Monday, April 23, 2012

Reflection: That Times of Refreshing May Come (April 22, 2012)

The Third Sunday of Easter
Acts 3:11-21; 1 John 3:1-7; Luke 24:36-49


Many people have grown weary of the problems brought on by the lingering recession. Hopes for a quick recovery are long gone and hopes for an eventual recovery seem to waver daily. Good news is mixed with bad news on Wall Street and Main Street. We're weary of the conflicts in the Middle East, the gloating of China, and the defiance of North Korea and Iran. We see our superpower status slipping away from us and we can't seem to do much about it. Meanwhile, Europe is in worse shape than we are — which causes a lot of anxiety about which countries will take leadership roles in our world. Americans need something refreshing. Unfortunately, we don't know where that refreshment will come from. We look for it in political candidates, Congress, the stock market, statistical trends, and a host of other people and places, but the times of refreshing continue to elude us.

Times of refreshing often come in ways that we don't expect. When the disciples had locked themselves in a room to hide from their enemies, they were never so low in spirits and so lost in direction. Every hope and dream that they had dared to imagine while Jesus was with them had been crushed and scattered. At this worst of times, Jesus came to them with the refreshing word of God's peace. After opening their minds to the Scriptures, He told them that they would soon be His instruments to bring refreshment to others. When that time came, Peter stood before a people who had lost their superpower status centuries before, lived under occupations by a series of foreign powers, and longed without hope for their days of glory to proclaim the unexpected way to the times of refreshing: repentance.

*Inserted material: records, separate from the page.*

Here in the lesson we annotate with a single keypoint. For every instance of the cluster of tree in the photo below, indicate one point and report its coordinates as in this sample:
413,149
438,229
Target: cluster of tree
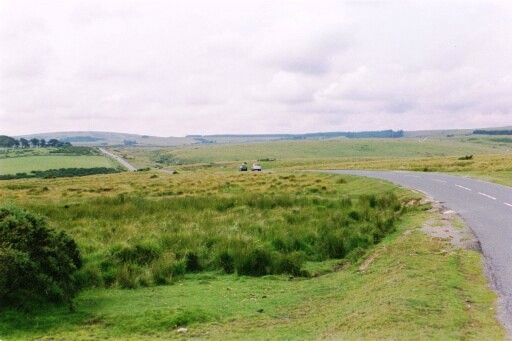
37,263
310,136
59,173
11,142
72,150
492,132
82,139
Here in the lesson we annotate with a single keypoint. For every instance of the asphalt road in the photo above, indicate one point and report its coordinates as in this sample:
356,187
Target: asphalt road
486,208
118,159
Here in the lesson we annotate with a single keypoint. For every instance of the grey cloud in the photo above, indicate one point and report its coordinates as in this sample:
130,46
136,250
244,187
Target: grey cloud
174,68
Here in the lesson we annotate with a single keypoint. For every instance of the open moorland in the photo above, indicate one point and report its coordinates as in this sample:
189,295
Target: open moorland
27,160
232,255
485,157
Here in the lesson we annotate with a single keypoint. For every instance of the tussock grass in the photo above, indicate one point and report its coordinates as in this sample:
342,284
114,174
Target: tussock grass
251,224
413,289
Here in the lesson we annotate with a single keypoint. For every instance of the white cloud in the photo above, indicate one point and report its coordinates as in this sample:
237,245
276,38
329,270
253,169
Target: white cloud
182,67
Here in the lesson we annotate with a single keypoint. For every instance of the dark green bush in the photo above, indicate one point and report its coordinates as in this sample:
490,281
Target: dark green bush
141,254
255,262
37,263
290,263
192,262
227,262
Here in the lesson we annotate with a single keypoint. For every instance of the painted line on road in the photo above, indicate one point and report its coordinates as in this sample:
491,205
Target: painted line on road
487,195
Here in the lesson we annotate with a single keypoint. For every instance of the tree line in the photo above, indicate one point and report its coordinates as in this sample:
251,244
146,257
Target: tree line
493,132
11,142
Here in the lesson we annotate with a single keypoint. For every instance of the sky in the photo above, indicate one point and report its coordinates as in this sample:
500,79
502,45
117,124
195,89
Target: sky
172,68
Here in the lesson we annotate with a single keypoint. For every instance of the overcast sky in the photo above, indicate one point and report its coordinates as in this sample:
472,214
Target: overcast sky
172,68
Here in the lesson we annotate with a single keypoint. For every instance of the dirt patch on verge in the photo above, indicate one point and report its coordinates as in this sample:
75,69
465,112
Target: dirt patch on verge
449,225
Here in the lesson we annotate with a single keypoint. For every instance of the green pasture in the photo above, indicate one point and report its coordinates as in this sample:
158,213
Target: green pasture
412,289
316,149
27,164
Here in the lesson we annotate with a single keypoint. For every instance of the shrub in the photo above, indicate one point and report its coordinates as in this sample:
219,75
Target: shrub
179,268
227,262
255,262
141,254
192,262
290,263
37,263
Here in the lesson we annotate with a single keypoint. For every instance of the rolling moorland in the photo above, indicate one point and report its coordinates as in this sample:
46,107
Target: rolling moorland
337,256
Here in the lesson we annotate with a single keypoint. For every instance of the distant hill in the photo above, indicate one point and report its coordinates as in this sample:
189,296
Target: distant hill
98,138
101,138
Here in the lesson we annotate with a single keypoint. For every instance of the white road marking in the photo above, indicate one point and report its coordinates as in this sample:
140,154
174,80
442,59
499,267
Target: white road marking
487,195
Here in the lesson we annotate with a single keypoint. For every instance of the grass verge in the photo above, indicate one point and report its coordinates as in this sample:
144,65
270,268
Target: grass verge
415,288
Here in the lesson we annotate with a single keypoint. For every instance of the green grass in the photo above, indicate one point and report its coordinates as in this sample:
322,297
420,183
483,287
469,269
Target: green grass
27,164
332,148
215,221
133,225
413,289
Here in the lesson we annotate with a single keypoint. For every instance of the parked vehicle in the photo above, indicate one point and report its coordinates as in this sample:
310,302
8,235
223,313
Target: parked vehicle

As much as we desire the times of refreshing in our lives, we are reluctant and skeptical about finding refreshment in repentance. We prefer to think that we can continue to pursue the ways that have brought us to this point — our greed, materialism, self-centeredness, and living for pleasure — and usher in the times of refreshing too. We don't want to acknowledge these ways as sinful. We certainly don't want to turn away from them, change our lives, and abandon our lifestyles. God's grace is calling us to repent — to turn away from these failed ways and turn back to Him — not as a burden or a punishment, but "that the times of refreshing may come from the Lord."